A faculdade de apresentar documentos regulada pelo art. 423 do CPC determinando-se aí que a junção se faz na primeira instância, onde devem ser produzidos os meios de prova designadamente a documental admite apresentação em momento posterior (art. 425 do CPC) ao referido naquele outro preceito, no caso de recurso e quando não tenha sido possível até esse momento. Todavia, no caso do recurso de revista, textuando o art. 680 nº1 do CPC que com as alegações podem juntar-se documentos supervenientes sem prejuízo do disposto nos art. 674 nº3 e 682 nº2 observamos que é ainda mais restrita a possibilidade de junção por comparação com o regime previsto para a apelação no art. 651. Porque o Supremo Tribunal de Justiça conhece essencialmente do direito e só em casos muito raros e particulares se pronuncia sobre a matéria de facto, a possibilidade da junção de documentos probatórios está respaldada por essa raridade e particularidade, observando Abrantes Geraldes que “ uma vez que está praticamente vedado ao Supremo alterar a decisão da matéria de facto provada a aplicabilidade do preceito está reservada para os casos em que as instancias tenham considerado provado facto para o qual a lei exigia prova documental, com violação do direito probatório material sustentando-a apenas em prova testemunhal ou em confissão , situação que pode ser regularizada , sem prejudicar o resultado mediante a junção de documento seja superveniente.” – in Recursos em Processo Civil, 7ª ed. p. 500.

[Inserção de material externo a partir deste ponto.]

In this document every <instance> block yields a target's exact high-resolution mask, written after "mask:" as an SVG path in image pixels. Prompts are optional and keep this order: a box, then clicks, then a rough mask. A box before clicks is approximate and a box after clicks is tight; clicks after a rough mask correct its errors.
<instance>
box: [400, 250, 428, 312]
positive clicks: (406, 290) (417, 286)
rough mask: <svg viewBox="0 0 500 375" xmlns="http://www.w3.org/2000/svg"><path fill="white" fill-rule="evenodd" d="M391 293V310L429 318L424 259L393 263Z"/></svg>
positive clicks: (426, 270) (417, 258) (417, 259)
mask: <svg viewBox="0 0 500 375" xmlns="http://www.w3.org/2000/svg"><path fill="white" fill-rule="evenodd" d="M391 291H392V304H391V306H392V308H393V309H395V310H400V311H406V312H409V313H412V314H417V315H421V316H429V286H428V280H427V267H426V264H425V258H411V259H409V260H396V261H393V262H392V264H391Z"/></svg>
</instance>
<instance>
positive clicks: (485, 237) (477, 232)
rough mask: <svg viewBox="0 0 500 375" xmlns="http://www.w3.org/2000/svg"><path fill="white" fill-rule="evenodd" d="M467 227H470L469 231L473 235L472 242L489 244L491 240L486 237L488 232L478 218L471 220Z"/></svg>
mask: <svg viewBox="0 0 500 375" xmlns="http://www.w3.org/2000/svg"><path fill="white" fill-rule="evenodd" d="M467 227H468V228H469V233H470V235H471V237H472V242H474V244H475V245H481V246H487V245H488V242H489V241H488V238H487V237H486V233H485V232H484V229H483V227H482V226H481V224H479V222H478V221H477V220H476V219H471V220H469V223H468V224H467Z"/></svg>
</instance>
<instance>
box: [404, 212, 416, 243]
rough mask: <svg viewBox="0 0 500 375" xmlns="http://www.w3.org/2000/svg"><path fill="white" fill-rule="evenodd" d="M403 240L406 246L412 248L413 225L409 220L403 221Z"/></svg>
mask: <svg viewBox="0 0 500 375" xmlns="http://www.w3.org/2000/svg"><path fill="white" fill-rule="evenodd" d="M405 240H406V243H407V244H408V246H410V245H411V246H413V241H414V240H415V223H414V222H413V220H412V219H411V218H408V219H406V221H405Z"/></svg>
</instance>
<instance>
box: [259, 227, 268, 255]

Com base nestas considerações normativas resulta manifesta a improcedência da pretensão da recorrente juntar os documentos com as alegações para a qual refere requerer “a junção de 4 documentos, nos termos do disposto no artigo 680º do C.P.C., de natureza superveniente, e requerer a junção de documentos autênticos requeridos junto da Autoridade Reguladora ERS porquanto, o Acórdão ora Recorrido baseou a sua decisão em factos não alegados por nenhuma das partes – Exercício de Profissão Liberal pelo Primitivo Arrendatário -, facto este que nunca ocorreu, pois o primitivo arrendatário não dispunha a qualificação de Enfermeiro, sendo esta questão superveniente, sendo documentos autênticos, emitidos por entidades legalmente habilitadas para a sua emissão, destinando-se a esclarecer a verdade material.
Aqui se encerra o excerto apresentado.